6. The method of claim 5 further comprising:

sending the purchase code to a customer.

7. The method of claim 6 further comprising:

employing one of a telephone, a facsimile, an electronic mail message, and a letter to send the purchase code to the customer.

8. The method of claim 6 further comprising:

storing the purchase code on a memory device; and

sending the memory device to the customer.

9. The method of claim 8 further comprising:

employing a disk as said memory device.

10. The method of claim 1 further comprising:

displaying an error message when said decoded identification is not equal to said unique identification.

11. The method of claim 1 further comprising:

displaying an error message when said decoded identifier is not equal to the identifier of said functional block.

12. The method of claim 1 further comprising:

employing said encoding step remotely from said decoding step.

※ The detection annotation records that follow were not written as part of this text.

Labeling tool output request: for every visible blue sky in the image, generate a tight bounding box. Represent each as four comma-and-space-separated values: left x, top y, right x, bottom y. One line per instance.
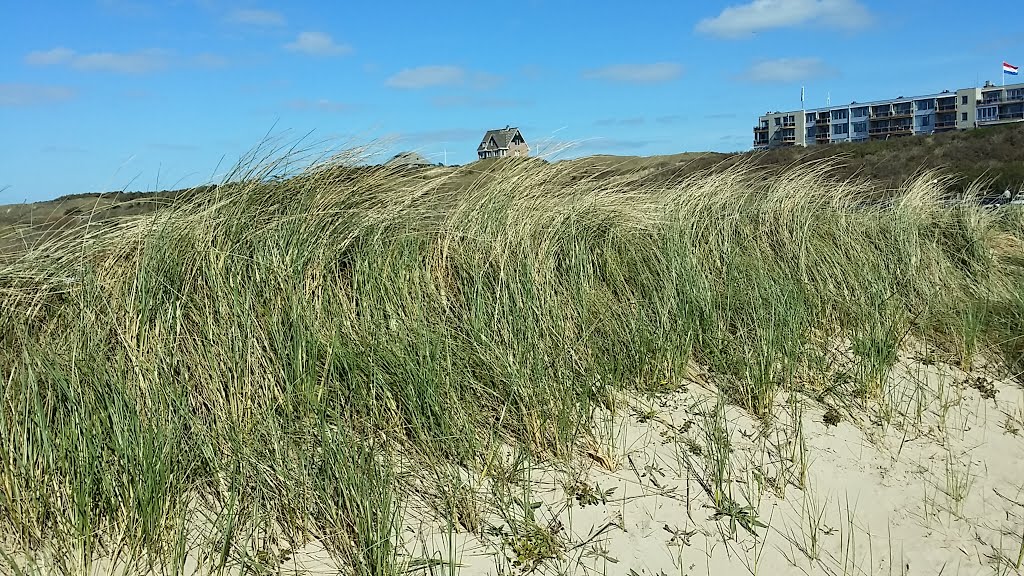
0, 0, 1024, 204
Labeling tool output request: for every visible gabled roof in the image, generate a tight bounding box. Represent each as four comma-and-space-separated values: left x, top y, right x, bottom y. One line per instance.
476, 126, 525, 152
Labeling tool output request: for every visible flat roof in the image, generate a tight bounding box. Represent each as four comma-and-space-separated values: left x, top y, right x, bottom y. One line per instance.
762, 83, 1024, 118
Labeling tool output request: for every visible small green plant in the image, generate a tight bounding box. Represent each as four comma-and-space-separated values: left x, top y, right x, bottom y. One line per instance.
943, 450, 974, 516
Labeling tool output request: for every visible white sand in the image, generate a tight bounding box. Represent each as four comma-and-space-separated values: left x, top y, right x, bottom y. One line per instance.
18, 348, 1024, 576
387, 350, 1024, 575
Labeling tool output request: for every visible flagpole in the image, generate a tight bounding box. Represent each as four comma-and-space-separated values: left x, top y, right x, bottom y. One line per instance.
800, 86, 807, 148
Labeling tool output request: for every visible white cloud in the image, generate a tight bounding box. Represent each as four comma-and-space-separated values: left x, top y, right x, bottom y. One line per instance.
696, 0, 872, 38
72, 50, 168, 74
288, 98, 352, 112
384, 66, 466, 90
25, 47, 75, 66
430, 94, 534, 109
744, 58, 836, 84
191, 52, 229, 70
226, 9, 288, 27
0, 84, 76, 108
25, 47, 170, 74
583, 63, 683, 84
285, 32, 352, 56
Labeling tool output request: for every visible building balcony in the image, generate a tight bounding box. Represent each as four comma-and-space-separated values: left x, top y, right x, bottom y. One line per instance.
871, 110, 913, 120
978, 112, 1024, 126
867, 126, 913, 136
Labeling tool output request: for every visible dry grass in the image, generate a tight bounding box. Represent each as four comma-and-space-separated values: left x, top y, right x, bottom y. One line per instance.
0, 142, 1024, 574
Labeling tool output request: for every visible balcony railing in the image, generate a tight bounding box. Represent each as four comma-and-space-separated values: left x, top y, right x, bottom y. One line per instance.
871, 110, 913, 120
978, 95, 1024, 106
867, 126, 913, 135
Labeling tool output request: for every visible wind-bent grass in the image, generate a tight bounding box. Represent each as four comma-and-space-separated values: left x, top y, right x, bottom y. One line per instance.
0, 145, 1024, 574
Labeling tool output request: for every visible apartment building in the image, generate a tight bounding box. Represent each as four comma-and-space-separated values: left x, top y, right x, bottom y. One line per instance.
754, 82, 1024, 150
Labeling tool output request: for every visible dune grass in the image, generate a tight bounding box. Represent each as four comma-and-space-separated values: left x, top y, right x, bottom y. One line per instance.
0, 145, 1024, 575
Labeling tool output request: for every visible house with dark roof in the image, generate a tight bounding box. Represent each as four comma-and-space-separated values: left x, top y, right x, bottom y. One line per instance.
476, 126, 529, 160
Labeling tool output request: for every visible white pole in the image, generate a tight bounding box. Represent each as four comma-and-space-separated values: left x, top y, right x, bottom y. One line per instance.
800, 86, 807, 148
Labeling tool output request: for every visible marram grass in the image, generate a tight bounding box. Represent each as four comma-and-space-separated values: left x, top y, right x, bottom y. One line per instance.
0, 146, 1024, 574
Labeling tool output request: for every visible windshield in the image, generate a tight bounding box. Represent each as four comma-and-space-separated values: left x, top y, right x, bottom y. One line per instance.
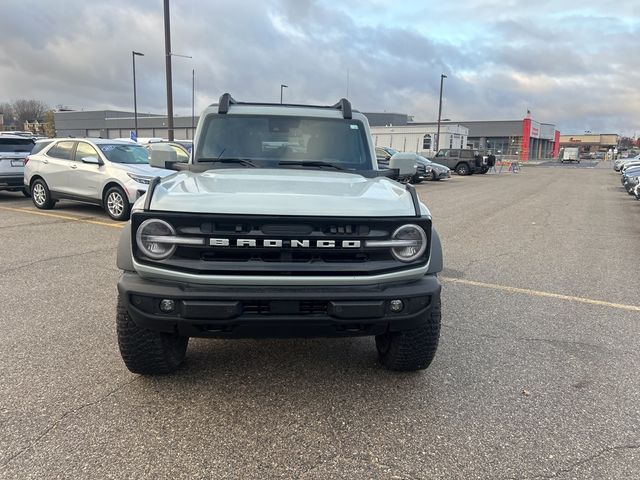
98, 144, 149, 163
196, 114, 373, 170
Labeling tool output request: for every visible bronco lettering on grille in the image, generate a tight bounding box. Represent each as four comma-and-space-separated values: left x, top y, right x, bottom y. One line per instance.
209, 238, 361, 248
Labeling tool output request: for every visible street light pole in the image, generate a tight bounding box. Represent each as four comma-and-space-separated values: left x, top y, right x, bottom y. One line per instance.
164, 0, 173, 142
436, 73, 447, 153
131, 50, 144, 141
191, 68, 196, 140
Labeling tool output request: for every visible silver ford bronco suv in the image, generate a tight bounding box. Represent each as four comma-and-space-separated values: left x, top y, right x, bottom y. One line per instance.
117, 94, 443, 375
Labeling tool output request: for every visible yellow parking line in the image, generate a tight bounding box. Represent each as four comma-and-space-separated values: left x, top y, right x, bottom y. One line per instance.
439, 277, 640, 312
0, 202, 640, 312
0, 207, 125, 228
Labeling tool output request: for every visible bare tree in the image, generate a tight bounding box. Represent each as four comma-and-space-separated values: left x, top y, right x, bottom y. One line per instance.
11, 99, 49, 130
0, 102, 13, 125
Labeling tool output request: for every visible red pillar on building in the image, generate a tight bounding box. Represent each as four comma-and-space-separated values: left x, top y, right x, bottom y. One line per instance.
520, 118, 531, 162
551, 130, 560, 158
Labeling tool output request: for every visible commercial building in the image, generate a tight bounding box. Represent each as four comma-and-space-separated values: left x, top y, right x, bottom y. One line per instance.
54, 110, 198, 140
367, 123, 469, 156
365, 113, 560, 161
560, 133, 620, 153
55, 110, 560, 161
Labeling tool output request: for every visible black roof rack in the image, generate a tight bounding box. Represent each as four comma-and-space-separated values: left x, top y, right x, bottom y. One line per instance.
218, 93, 353, 120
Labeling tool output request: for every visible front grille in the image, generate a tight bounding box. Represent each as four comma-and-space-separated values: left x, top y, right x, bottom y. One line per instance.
131, 212, 431, 276
242, 300, 328, 315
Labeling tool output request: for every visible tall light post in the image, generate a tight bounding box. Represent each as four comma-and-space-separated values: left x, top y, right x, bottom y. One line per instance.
436, 73, 447, 153
131, 50, 144, 140
191, 68, 196, 140
168, 53, 195, 141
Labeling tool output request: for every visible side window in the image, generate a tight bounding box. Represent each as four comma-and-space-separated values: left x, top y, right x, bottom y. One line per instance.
31, 140, 51, 155
47, 142, 75, 160
75, 142, 100, 162
422, 133, 431, 150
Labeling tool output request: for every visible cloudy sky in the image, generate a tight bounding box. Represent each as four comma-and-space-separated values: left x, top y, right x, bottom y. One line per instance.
0, 0, 640, 136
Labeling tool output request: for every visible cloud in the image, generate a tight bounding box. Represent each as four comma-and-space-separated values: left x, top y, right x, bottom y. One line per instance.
0, 0, 640, 133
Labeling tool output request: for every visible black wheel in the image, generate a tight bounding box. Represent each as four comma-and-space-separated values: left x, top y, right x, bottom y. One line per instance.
104, 187, 131, 220
376, 297, 442, 371
31, 178, 55, 210
116, 295, 189, 375
456, 163, 471, 176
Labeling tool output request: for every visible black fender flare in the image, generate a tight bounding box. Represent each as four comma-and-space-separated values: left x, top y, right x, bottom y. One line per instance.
427, 228, 444, 275
116, 222, 134, 272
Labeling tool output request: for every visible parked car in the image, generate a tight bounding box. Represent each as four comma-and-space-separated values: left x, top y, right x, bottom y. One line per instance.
560, 147, 580, 163
613, 155, 640, 172
620, 166, 640, 195
116, 93, 443, 375
0, 133, 35, 197
417, 155, 451, 182
435, 148, 488, 175
24, 138, 174, 220
620, 159, 640, 173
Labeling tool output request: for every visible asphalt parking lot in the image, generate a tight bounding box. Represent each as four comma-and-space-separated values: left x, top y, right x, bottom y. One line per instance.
0, 164, 640, 479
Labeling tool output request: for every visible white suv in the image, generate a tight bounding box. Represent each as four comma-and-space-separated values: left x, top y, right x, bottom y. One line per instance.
24, 138, 174, 220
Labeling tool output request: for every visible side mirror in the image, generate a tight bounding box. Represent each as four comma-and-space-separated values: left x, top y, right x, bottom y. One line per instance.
147, 143, 184, 170
389, 154, 418, 178
82, 156, 103, 165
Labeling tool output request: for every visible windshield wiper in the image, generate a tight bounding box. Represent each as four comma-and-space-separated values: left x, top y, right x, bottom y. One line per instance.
198, 157, 257, 167
278, 160, 344, 170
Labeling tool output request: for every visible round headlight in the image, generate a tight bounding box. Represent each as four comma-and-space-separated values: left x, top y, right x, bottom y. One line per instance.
391, 224, 427, 262
136, 218, 176, 260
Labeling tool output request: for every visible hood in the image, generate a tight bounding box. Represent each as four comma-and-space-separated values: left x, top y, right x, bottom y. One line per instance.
431, 162, 450, 172
144, 168, 429, 217
111, 162, 176, 178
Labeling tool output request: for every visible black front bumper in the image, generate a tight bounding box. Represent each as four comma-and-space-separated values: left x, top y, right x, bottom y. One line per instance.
0, 174, 24, 189
118, 272, 441, 338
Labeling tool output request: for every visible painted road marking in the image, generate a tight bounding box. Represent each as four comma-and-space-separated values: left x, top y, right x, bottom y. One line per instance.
0, 207, 126, 228
438, 277, 640, 312
0, 207, 640, 312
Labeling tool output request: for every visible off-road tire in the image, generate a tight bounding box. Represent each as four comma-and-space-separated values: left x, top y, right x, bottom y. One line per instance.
456, 163, 471, 176
31, 178, 56, 210
103, 187, 131, 221
376, 297, 442, 371
116, 295, 189, 375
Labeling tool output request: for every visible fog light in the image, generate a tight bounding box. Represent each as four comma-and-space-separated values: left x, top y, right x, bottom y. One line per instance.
389, 300, 404, 313
160, 298, 176, 313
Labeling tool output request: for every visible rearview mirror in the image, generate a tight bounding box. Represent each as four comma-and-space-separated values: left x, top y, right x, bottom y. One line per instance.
147, 143, 184, 170
82, 156, 102, 165
389, 154, 418, 178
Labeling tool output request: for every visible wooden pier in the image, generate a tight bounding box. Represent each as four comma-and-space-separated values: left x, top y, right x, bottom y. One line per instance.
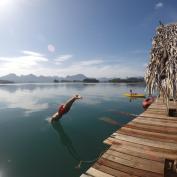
81, 99, 177, 177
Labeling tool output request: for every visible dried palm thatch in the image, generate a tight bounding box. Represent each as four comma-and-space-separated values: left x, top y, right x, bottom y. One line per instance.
145, 24, 177, 102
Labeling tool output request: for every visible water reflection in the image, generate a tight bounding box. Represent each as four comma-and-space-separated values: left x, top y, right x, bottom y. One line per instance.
51, 122, 80, 161
0, 83, 145, 113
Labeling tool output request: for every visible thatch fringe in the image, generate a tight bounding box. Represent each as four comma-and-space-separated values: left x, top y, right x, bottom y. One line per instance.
145, 24, 177, 101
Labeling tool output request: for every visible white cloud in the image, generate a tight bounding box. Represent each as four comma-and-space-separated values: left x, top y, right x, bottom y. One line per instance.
0, 51, 144, 78
155, 2, 164, 9
22, 50, 43, 57
80, 60, 103, 66
0, 51, 48, 75
55, 54, 73, 62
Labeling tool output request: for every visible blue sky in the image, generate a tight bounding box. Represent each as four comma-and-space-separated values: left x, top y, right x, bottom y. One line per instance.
0, 0, 177, 78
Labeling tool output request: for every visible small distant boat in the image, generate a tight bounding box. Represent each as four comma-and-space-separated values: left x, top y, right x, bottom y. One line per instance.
123, 93, 145, 98
142, 96, 156, 108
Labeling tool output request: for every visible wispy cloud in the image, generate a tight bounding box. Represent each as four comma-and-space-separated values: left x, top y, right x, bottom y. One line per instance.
155, 2, 164, 9
0, 50, 144, 77
21, 50, 43, 57
0, 51, 49, 74
55, 54, 73, 62
80, 59, 103, 66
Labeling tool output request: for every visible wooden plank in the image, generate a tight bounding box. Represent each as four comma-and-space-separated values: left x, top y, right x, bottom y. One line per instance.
93, 163, 137, 177
134, 117, 177, 124
104, 137, 177, 156
132, 118, 177, 128
105, 149, 164, 173
117, 127, 177, 144
139, 112, 176, 120
111, 134, 177, 150
125, 121, 177, 135
102, 153, 164, 174
97, 158, 162, 177
110, 144, 165, 163
86, 167, 115, 177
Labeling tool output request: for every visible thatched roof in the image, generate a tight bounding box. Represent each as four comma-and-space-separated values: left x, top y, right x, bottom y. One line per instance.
145, 24, 177, 101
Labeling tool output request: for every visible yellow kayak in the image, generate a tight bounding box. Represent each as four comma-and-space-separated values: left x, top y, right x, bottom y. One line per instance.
123, 93, 145, 98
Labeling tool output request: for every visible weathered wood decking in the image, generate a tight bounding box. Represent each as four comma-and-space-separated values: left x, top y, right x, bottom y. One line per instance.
81, 99, 177, 177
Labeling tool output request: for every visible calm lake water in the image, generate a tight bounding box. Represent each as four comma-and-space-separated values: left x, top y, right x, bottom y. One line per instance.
0, 83, 144, 177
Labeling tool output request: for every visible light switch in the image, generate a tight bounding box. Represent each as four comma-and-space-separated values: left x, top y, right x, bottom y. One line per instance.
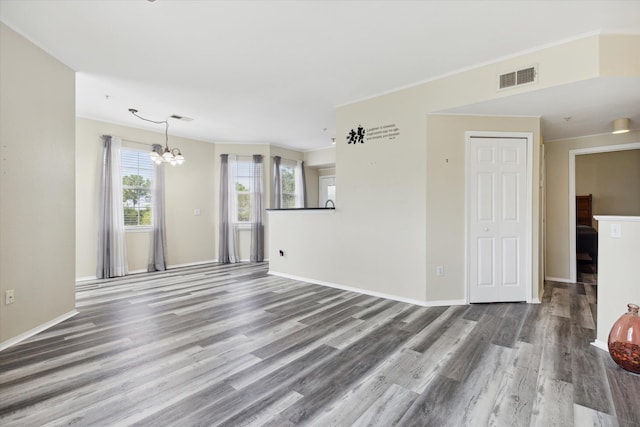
611, 224, 622, 239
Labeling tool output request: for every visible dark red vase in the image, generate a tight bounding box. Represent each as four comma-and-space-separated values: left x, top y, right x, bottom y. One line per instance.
609, 304, 640, 374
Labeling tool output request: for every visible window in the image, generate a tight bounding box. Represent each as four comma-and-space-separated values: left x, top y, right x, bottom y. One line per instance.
280, 159, 296, 209
234, 156, 253, 223
276, 159, 306, 209
120, 148, 153, 227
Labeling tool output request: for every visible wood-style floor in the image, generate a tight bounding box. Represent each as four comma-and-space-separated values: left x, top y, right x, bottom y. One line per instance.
0, 264, 640, 427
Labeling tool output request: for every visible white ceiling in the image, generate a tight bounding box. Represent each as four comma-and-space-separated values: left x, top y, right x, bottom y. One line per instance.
0, 0, 640, 150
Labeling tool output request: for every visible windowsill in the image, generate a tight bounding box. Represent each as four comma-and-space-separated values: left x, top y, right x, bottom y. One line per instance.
267, 208, 336, 211
124, 225, 153, 233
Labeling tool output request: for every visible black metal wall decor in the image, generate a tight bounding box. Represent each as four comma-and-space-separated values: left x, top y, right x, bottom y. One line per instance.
347, 123, 400, 145
347, 125, 365, 144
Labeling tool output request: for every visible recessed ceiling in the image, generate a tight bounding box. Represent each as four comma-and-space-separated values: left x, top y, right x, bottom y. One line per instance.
441, 77, 640, 142
0, 0, 640, 150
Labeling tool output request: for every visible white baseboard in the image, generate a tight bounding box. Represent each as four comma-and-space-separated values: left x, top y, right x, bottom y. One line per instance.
0, 310, 78, 351
269, 270, 467, 307
544, 276, 575, 283
167, 259, 218, 270
591, 340, 609, 353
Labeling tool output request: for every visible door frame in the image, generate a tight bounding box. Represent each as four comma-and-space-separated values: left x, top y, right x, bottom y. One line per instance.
464, 131, 533, 304
568, 142, 640, 283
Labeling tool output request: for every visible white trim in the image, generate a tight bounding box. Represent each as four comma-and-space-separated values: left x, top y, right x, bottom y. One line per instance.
167, 259, 218, 270
569, 142, 640, 283
594, 215, 640, 222
544, 276, 576, 283
464, 131, 537, 304
124, 225, 153, 233
0, 310, 78, 351
76, 259, 222, 283
268, 270, 467, 307
591, 340, 609, 353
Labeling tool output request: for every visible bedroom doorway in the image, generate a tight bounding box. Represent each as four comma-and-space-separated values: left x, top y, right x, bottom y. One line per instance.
569, 142, 640, 283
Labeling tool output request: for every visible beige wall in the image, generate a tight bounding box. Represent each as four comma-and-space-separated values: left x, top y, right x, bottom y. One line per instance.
545, 132, 640, 281
576, 149, 640, 225
76, 118, 219, 278
0, 24, 75, 345
304, 145, 336, 168
597, 216, 640, 346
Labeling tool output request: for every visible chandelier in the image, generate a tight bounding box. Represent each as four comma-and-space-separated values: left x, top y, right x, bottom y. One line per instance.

13. The method of claim 1 further comprising:

employing at least one of said encoding step and said decoding step on a personal computer.

14. The method of claim 1 further comprising:

employing an encryption algorithm having a secret key as said encoding step; and

employing a corresponding decryption algorithm having said secret key as said decoding step.

15. The method of claim 14 further comprising:

employing a block number as the identifier of said functional block;

employing a unique controller number as the unique identification of said controller;

inputting the block number and the unique controller number into said encryption algorithm;

outputting a purchase code as said enable code from said encryption algorithm;

inputting said purchase code into said decryption algorithm;

outputting a decrypted block number and a decrypted controller number from said decryption algorithm; and

enabling the functional block of said controller when said decrypted block number is equal to said identifier of said functional block and said decrypted controller number is equal to said unique identification.

16. The method of claim 5 further comprising:

employing an application area in said controller;

loading an application including said at least one of said functional blocks to said application area; and

executing said application in said controller.

17. The method of claim 16 further comprising:

employing a configuration file including at least some of said functional blocks;

checking said configuration file for unpurchased functional blocks; and

purchasing one of said unpurchased functional blocks.

18. The method of claim 17 further comprising:

checking said configuration file for another one of said unpurchased functional blocks; and

purchasing said another one of said unpurchased functional blocks.

19. The method of claim 15 further comprising:

displaying the unique controller number and the block number;

informing a supplier of said unique controller number and said block number; and

inputting said unique controller number and said block number into said encryption algorithm at a facility of said supplier.